Zoals eerder vermeld, is het zo dat de gating variabelen bepalen hoeveel de ionkanalen zullen openstaan (aangeduid in groen en oranje in figuur 6). Omdat de membraanspanning bepaalt hoever de ionkanalen openstaan, kan de cel dit uitbuiten om een dynamisch proces te creëren, namelijk dat van een membraanspanning die omhoog en terug omlaaggaat. Zo zal een natriumkanaal bij lage membraanspanning open gaan staan, maar weer sluiten bij hoge membraanspanning. Het omgekeerde is waar voor de kaliumionkanalen.
Dynamiek in hartspiercel
Wat gebeurt er nu in de cel? Als bij een cel de membraanpotentiaal ietsje verhoogt (je ziet in figuur 6 een plotselinge stap van -75 mV naar -60 mV) dan gaan de natriumkanalen open. Je ziet de groene curve dan ook omhooggaan. Als gevolg van de openstaande natriumkanalen, stromen er positieve ionen de cel in. Dit zorgt ervoor dat de membraanspanning minder negatief wordt. Wanneer de membraanspanning dan hoog genoeg is, zie je dat de kaliumkanalen opengaan (oranje curve) en positieve ionen uit de cel duwen. De kracht van de natriumkanalen is echter nog steeds sterker en de membraanspanning wordt zelfs positief. Bij zulke hoge membraanspanningen gaan de natriumkanalen zich weer sluiten. Je ziet de groene curve dan ook naar beneden gaan. De invloed van de kaliumkanalen wordt dan dus groter en als gevolg daarvan gaat de membraanspanning weer omlaag. Je kunt dus zien dat de natriumstroom eerst groot wordt en de actiepotentiaal in de richting van ENa duwt. Pas later wordt de kaliumstroom groot, en dan wordt de actiepotentiaal dus terug naar EK geduwd. Deze dynamiek speelt zich af in elke hartspiercel iedere keer dat ons hart samentrekt.

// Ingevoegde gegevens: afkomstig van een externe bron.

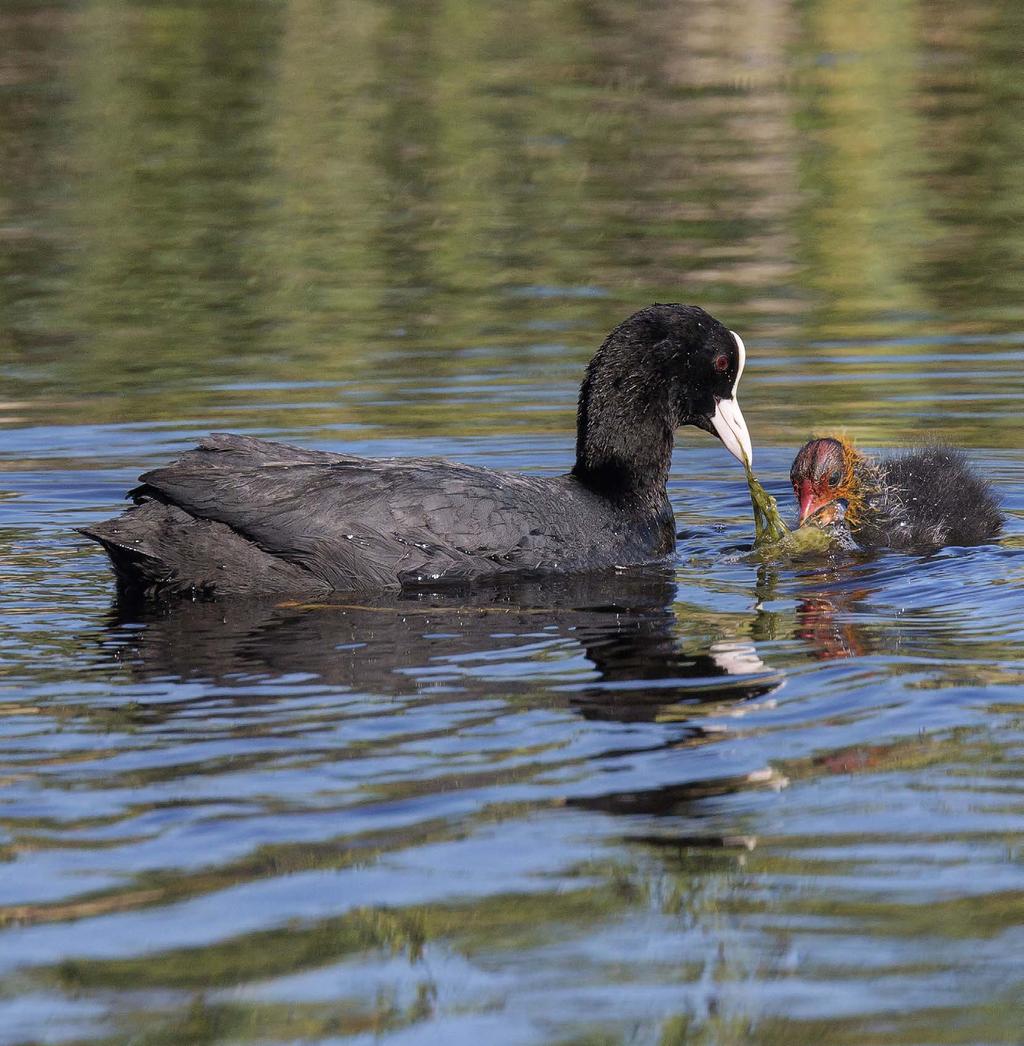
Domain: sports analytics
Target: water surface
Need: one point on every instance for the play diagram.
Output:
(713, 802)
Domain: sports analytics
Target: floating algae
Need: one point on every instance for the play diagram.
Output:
(772, 537)
(769, 528)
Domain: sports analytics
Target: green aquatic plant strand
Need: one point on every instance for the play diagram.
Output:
(772, 537)
(769, 528)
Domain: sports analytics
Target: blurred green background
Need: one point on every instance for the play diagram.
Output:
(206, 206)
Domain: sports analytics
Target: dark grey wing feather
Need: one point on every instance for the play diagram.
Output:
(350, 521)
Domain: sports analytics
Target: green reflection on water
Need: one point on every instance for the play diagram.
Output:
(200, 200)
(365, 192)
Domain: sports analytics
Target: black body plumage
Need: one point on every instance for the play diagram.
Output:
(246, 516)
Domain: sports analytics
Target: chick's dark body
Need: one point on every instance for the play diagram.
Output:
(932, 498)
(918, 500)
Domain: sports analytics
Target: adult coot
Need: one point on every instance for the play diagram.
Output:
(919, 500)
(241, 515)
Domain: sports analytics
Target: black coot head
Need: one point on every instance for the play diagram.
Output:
(687, 363)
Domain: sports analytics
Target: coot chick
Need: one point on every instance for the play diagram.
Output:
(919, 500)
(245, 516)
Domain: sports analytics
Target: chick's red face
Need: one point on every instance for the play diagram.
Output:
(819, 476)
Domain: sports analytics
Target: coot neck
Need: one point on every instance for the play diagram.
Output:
(624, 430)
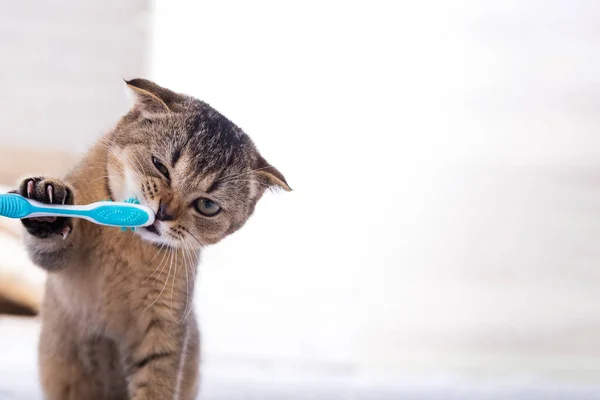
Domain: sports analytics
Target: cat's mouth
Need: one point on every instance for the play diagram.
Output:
(152, 228)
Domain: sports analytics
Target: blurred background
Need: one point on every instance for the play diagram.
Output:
(441, 239)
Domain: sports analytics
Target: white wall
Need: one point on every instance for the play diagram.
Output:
(443, 158)
(61, 70)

Deze samentrekking van de hartspiercel zelf is een gevolg van de interne ionconcentraties van onze hartspiercellen. Maar het plaatje is nog steeds niet helemaal volledig. Hiervoor is een vereenvoudigd model voor een hartspiercel uitgelegd met de rol van natrium en kalium hierin. Nu is het zo dat er naast natrium en kalium ook heel veel calcium in een cel zit. De invloed van deze calciumconcentratie is heel moeilijk wiskundig te beschrijven en is voor een deel zelfs nog steeds een raadsel. Wat we wel weten is dat de calciumconcentratie in een cel ongeveer dezelfde curve vertoont als het kaliumionkanaal, waarbij de membraanspanningspiek ongeveer gelijktijdig valt. Deze calciumconcentratiepiek is voor de cel het signaal dat ze moet samentrekken, waardoor de hartspiercel zichzelf verkort. Het zijn dus de ionenstromen die de ionconcentraties in de cel aanpassen, die op hun beurt de cel laten samentrekken en op die manier een hartslag veroorzaken.
We kunnen dus concluderen dat onze hartspiercellen – een soort kleine elektrische motortjes – ervoor zorgen dat ons hart blijft kloppen door een mechanisme dat zich baseert op ionenstromen. Wat er gebeurt in deze cellen kun je wiskundig voorstellen door analoge elektrische circuits te tekenen die inzicht geven in wat er zich in de cellen afspeelt.